“Mr. Trump has admitted that being president is harder than he thought. He does not, however, appear to be humbled by this discovery”
Mr. Trump has admitted that being president is harder than he thought. He does not, however, appear to be humbled by this discovery. More likely, he is, in keeping with his understanding of politics, resentful because his opponents — his predecessor, the elites, the establishment — have made things so complicated. If they had not, things would be as he thinks they should be: One man would give orders, and they would be carried out. He would not have to deal with recalcitrant legislators or, worse, meddlesome investigators. One nation, with the biggest bombs in the world, would dominate every other country and would not have to concern itself with the endlessly intricate relationships among and between all those other countries. The United States would run like a business, an old-fashioned top-down company of the sort Mr. Trump used to run, the kind of company managed through the sheer exertion of power.
Consider some of the latest revelations to have shocked the nation: Mr. Trump’s son-in-law, Jared Kushner, appears to have asked the Russian government, back in December, to provide the incoming administration with a secret communication channel based in Russian facilities. In the complicated world of American politics, Mr. Kushner’s behavior appears bizarre, dangerous and, most of all, inexplicable. In the Trumpian universe, there is likely to be a simple explanation, such as the incoming president’s desire to boast of a tremendous accomplishment before he took office, and his son-in-law’s being dispatched to negotiate an anti-terrorist alliance by making a few calls — the way Mr.
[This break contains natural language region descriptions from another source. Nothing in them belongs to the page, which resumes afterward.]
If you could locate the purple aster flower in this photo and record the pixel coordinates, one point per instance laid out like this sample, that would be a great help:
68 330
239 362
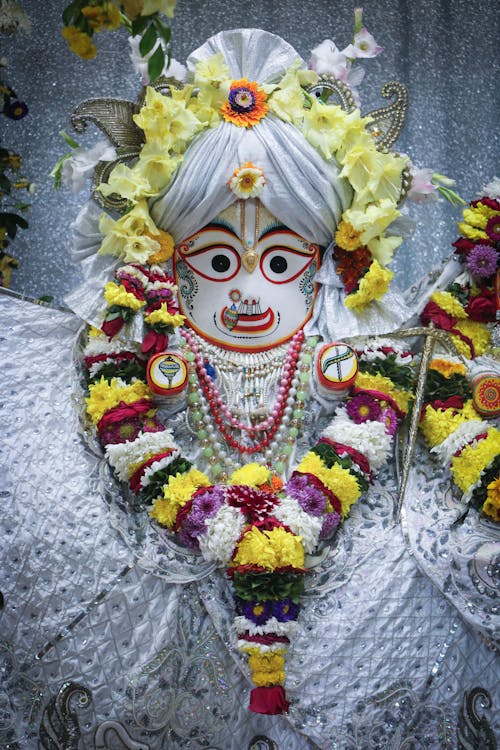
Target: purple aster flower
330 523
482 261
207 503
285 610
310 498
390 419
257 612
363 408
241 99
493 228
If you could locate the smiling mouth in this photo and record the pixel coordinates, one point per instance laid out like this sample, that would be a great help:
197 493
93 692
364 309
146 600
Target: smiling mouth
248 323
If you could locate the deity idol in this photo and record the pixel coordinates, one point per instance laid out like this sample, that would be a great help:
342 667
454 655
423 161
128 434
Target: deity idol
248 368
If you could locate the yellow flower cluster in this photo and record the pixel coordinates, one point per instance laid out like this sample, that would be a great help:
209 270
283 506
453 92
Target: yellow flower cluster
105 395
176 494
475 220
252 474
372 286
491 505
447 368
341 482
116 294
164 317
468 466
272 549
130 238
384 385
171 122
438 424
267 667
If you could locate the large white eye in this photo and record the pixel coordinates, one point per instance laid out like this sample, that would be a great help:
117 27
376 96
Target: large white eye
281 264
216 262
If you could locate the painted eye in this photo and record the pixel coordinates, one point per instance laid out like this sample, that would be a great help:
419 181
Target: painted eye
278 264
281 264
221 263
216 262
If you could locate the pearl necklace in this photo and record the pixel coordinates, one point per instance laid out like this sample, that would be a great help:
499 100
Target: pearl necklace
274 435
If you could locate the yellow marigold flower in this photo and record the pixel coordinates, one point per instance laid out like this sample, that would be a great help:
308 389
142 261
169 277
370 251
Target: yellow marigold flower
324 127
104 395
162 315
102 17
288 549
467 467
447 368
166 242
372 286
347 237
438 424
79 42
384 385
115 294
252 474
245 105
449 304
176 494
491 506
340 481
254 549
477 332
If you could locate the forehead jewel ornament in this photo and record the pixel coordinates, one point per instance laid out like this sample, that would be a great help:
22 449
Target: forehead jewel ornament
247 182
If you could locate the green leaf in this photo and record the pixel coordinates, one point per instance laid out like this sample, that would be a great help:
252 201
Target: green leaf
69 140
139 24
148 41
163 30
156 63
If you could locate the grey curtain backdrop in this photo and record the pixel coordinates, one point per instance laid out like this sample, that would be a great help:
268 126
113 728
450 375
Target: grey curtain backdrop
445 52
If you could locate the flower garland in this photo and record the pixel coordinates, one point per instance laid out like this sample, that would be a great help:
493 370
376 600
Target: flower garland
450 421
170 123
254 525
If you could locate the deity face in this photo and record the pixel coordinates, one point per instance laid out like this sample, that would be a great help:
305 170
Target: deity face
245 280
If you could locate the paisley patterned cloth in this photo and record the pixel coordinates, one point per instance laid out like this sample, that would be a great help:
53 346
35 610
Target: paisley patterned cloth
113 639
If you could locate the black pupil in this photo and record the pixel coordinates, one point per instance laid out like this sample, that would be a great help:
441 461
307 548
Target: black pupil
278 264
220 263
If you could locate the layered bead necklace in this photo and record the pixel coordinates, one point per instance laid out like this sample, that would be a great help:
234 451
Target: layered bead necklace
237 421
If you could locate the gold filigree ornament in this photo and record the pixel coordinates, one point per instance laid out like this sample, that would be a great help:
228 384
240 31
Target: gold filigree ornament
114 118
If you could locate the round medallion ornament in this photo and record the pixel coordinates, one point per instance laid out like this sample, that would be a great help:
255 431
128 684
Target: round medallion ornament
336 366
167 373
486 394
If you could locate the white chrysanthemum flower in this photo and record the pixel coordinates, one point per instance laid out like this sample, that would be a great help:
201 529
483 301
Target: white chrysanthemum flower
158 466
102 345
303 524
464 434
222 533
274 626
122 455
369 438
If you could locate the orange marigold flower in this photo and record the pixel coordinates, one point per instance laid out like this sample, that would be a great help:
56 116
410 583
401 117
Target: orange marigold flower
245 105
347 237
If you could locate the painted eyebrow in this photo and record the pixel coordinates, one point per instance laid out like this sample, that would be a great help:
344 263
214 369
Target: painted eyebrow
221 224
276 226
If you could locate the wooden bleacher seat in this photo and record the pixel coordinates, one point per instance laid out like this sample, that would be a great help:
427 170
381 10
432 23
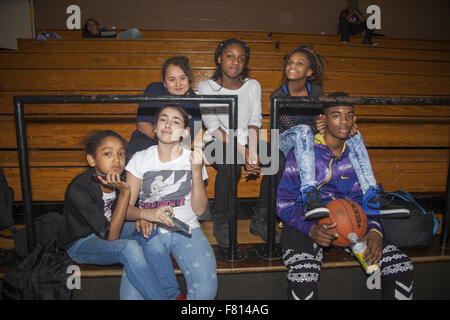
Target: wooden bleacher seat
409 145
112 66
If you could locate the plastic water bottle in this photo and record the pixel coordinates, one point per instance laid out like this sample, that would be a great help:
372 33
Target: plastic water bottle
358 247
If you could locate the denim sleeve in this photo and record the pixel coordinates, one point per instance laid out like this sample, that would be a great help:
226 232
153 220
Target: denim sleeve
373 223
90 213
289 198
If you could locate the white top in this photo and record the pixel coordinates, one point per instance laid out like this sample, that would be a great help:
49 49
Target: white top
165 183
215 116
108 199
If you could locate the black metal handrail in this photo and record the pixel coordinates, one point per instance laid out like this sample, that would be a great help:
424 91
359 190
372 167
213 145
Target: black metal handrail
231 254
271 251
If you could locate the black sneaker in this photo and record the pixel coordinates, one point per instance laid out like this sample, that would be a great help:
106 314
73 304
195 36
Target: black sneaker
313 206
370 43
376 205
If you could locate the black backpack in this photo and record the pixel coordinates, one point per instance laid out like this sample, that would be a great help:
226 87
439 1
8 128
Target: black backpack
42 274
415 231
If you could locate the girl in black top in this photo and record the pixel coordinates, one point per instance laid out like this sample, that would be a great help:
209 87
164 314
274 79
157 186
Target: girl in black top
93 230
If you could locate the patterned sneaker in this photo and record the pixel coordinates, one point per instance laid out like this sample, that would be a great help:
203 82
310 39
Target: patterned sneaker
313 205
376 205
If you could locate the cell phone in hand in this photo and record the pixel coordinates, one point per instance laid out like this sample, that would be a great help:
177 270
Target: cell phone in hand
180 225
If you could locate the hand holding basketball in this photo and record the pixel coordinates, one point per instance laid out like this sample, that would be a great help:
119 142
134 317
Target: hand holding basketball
322 235
348 217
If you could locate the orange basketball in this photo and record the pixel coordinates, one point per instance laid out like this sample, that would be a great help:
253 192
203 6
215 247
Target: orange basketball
349 217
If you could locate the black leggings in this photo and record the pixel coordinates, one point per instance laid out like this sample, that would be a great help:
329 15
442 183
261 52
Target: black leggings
303 258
Trump himself negotiated with Carrier, the air-conditioning company, a deal to keep several hundred jobs in the United States. Whatever the objective, pushing aside the accumulated national-security and foreign-relations expertise of the United States government came naturally to the budding Trump administration, which attacks institutions and attempts to render expertise irrelevant every step of the way.
Masha Gessen, “Incompetence Won’t Save Our Democracy”, The New York Times (4 June 2017), SR5.